Musik gehörte in Sheffers Elternhaus zum Alltag. Noch heute muss er lachen, wenn er von der todkranken Mimi erzählt, die den kleinen Isaac regelmäßig zu Tränen rührte – damals, als La Bohème die einzige Schallplatte war, die seine Eltern besaßen. Erst nach und nach wurden weitere Tonträger angeschafft.
Seine Mutter war eine talentierte Sopranistin. Ihrem kleinen Sohn sang sie Arien vor.
Seine Mutter, eine talentierte Sopranistin, wäre gern selbst als Mimi auf der Opernbühne gestorben. In jener Zeit aber, als sie und ihr Mann aus Rumänien nach Palästina kamen, waren dort andere Talente gefragt. Ihr blieb nichts anderes übrig, als die weltberühmten Arien dem kleinen Itzig, wie sie ihren Sohn liebevoll nannte, zu Hause vorzusingen. So wurde in dem Jungen früh die Leidenschaft für die Oper entfacht.
herzliya Als knapp Neunjähriger ließ er sich im Herbst 1960 in seiner Geburtsstadt Herzliya dazu überreden, das Geigenspiel zu erlernen. Sein Geigenlehrer an einem musischen Gymnasium im nahen Tel Aviv glaubte an sein Talent. Im Teenager-Alter aber wollte Itzig, wie ihn nun auch seine Freunde nannten, sich als Rockmusiker beweisen. Als singender Schlagzeuger spielte er mit der Band »Radical Change« von den Beatles bis Pink Floyd in Schulaulen und Jugendklubs alles, wozu man tanzen konnte.
Nach dem Abitur ging er mit seinen Kumpels zur Armee – da war erst einmal Schluss mit der Musik.

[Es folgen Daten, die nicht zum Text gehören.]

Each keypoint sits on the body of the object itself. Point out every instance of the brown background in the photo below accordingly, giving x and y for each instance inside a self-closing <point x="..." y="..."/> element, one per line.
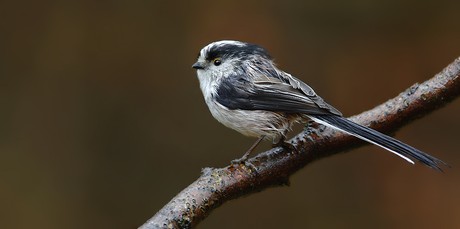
<point x="102" y="121"/>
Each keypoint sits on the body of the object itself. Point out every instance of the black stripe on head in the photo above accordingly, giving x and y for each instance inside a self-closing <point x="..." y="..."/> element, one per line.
<point x="236" y="50"/>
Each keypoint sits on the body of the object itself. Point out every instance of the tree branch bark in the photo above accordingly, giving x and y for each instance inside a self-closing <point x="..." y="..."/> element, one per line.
<point x="273" y="167"/>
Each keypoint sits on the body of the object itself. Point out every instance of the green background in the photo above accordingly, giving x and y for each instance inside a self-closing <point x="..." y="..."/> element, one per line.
<point x="102" y="121"/>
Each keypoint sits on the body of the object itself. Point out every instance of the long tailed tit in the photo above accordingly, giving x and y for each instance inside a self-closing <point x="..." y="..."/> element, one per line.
<point x="245" y="91"/>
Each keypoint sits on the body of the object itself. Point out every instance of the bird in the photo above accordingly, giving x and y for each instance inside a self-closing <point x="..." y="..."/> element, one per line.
<point x="245" y="91"/>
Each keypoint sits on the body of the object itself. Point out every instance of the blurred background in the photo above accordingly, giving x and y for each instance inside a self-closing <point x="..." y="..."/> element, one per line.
<point x="102" y="121"/>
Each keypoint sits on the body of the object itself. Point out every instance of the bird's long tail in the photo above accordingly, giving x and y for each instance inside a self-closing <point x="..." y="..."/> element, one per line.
<point x="397" y="147"/>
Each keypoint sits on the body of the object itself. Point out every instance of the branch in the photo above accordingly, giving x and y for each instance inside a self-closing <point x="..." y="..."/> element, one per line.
<point x="273" y="167"/>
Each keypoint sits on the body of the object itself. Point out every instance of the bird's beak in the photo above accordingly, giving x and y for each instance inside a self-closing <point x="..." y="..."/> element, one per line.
<point x="198" y="65"/>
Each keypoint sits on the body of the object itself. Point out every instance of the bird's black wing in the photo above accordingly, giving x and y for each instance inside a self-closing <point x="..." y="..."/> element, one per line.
<point x="270" y="94"/>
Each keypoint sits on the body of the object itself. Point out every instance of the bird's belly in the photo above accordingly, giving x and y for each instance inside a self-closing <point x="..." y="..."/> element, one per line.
<point x="253" y="123"/>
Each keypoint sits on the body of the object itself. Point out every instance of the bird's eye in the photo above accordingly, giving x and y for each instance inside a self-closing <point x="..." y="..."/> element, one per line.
<point x="217" y="61"/>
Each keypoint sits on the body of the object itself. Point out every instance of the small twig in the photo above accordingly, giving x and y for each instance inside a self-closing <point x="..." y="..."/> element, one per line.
<point x="273" y="168"/>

Drei Jahre später, kaum wieder im Zivilleben angekommen, wurde Isaac Sheffer zum Jom-Kippur-Krieg 1973 aus der Reserve zurückgeholt und sah sich als Soldat auf dem Sinai der ägyptischen Armee gegenüber. Nach dem Krieg absolvierte er eine Banklehre, denn er hatte mittlerweile eine Familie zu ernähren. In dieser Zeit griff er gelegentlich wieder zur Geige und sah sich nach anderen Musikern um. Bald fand er in Harvey Bordowitz einen Dirigenten, der kurz zuvor mit talentierten Amateuren das »Herzliya Chamber Orchestra« gegründet hatte. Und Isaac Sheffer stieg ein – die Musik hatte ihn wieder.

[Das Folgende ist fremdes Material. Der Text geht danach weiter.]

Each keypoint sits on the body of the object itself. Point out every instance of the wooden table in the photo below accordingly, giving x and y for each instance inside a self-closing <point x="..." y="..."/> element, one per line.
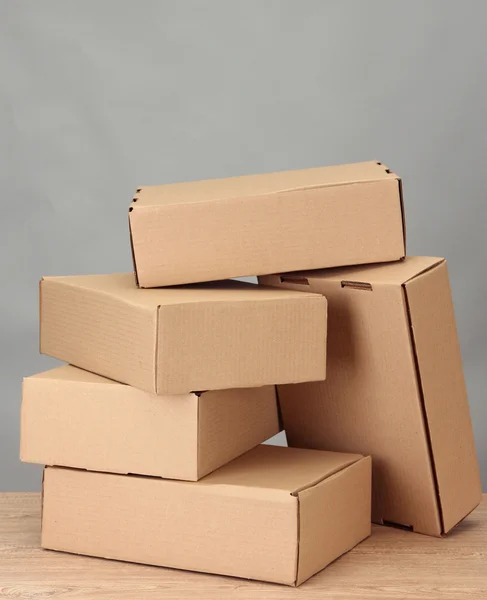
<point x="392" y="564"/>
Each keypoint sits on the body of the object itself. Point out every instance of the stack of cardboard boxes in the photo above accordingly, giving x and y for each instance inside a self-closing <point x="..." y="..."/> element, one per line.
<point x="152" y="433"/>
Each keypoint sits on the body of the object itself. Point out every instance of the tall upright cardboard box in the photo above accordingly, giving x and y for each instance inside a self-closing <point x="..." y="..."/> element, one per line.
<point x="395" y="390"/>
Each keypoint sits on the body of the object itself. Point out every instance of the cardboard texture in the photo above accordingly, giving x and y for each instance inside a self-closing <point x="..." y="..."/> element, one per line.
<point x="258" y="224"/>
<point x="173" y="341"/>
<point x="73" y="418"/>
<point x="395" y="390"/>
<point x="274" y="514"/>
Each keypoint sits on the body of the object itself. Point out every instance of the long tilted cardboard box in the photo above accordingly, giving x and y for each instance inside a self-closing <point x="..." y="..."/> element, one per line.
<point x="274" y="514"/>
<point x="221" y="335"/>
<point x="74" y="418"/>
<point x="395" y="390"/>
<point x="258" y="224"/>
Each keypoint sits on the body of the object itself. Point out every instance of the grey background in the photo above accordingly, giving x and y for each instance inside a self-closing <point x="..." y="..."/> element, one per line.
<point x="98" y="97"/>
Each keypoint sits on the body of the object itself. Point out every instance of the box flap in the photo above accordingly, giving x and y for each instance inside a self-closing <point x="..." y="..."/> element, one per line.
<point x="232" y="421"/>
<point x="102" y="324"/>
<point x="256" y="185"/>
<point x="271" y="468"/>
<point x="334" y="516"/>
<point x="444" y="394"/>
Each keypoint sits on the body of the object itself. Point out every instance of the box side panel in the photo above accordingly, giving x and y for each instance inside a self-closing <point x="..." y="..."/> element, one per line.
<point x="260" y="184"/>
<point x="370" y="402"/>
<point x="304" y="229"/>
<point x="99" y="333"/>
<point x="113" y="428"/>
<point x="444" y="394"/>
<point x="171" y="524"/>
<point x="224" y="345"/>
<point x="334" y="516"/>
<point x="230" y="422"/>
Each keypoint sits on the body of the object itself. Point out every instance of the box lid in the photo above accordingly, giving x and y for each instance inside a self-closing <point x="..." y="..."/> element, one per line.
<point x="272" y="468"/>
<point x="256" y="185"/>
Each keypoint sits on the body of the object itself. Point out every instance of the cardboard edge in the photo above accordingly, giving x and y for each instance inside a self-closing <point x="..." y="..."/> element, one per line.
<point x="338" y="469"/>
<point x="444" y="530"/>
<point x="43" y="482"/>
<point x="134" y="262"/>
<point x="157" y="344"/>
<point x="403" y="216"/>
<point x="198" y="436"/>
<point x="438" y="261"/>
<point x="22" y="407"/>
<point x="40" y="315"/>
<point x="364" y="462"/>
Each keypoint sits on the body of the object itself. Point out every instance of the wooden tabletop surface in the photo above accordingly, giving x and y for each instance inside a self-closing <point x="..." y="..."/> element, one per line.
<point x="392" y="564"/>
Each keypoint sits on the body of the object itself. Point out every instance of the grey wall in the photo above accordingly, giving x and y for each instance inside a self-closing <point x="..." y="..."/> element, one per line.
<point x="99" y="97"/>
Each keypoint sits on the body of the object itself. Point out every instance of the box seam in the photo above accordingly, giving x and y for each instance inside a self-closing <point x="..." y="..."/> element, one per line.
<point x="439" y="262"/>
<point x="338" y="469"/>
<point x="134" y="262"/>
<point x="422" y="403"/>
<point x="273" y="193"/>
<point x="40" y="315"/>
<point x="156" y="350"/>
<point x="298" y="540"/>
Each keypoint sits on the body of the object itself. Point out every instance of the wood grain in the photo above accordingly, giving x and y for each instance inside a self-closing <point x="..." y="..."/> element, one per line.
<point x="391" y="565"/>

Ein Kollege in der Bank machte ihn auf die Gründung eines Philharmonischen Chores aufmerksam, wofür noch talentierte Amateure gesucht würden. Tagsüber Anlageberater und abends Chorsänger – es folgte ein Leben zwischen Brotjob und Kunst. Sheffers Ehrgeiz aber war entfacht, und er machte sich auf die Suche nach einem Gesangslehrer. Er fand einen diplomierten Stimmbildner, der Schüler von Raffaele Arié war – einem der Großen der Opernwelt.
Vom Dirigenten des Philharmonischen Chores, Michael Shani, hatte Sheffer Mitte der 80er-Jahre gehört, dass eine »Neue Israelische Oper« gegründet und ein Ensemble zusammengestellt würde. Er meldete sich und fand sich nach dem Vorsingen im Ensemble der Neuen Israelischen Oper wieder – und bald darauf auf der Bühne in der Rolle des Yakusidé, dem weinseligen Onkel der Madame Butterfly.
USA Längst engagierte sich Israel für den künstlerischen Nachwuchs. Man holte in den Sommermonaten die Bühnenstars der New Yorker Metropolitan Opera für die Gesangsweiterbildung. Bei Isaac Sheffer fiel das auf fruchtbaren Boden. Seine Bühnenrollen wurden größer, und gleich zweimal in Folge erhielt er das begehrte Keren-Sharett-Stipendium der America-Israel Cultural Foundation. Auf jener Sommerakademie in Tel Aviv lernte Sheffer die Sopranistin Joan Caplan kennen, die sich in New York einen Namen als Stimmbildnerin gemacht hatte.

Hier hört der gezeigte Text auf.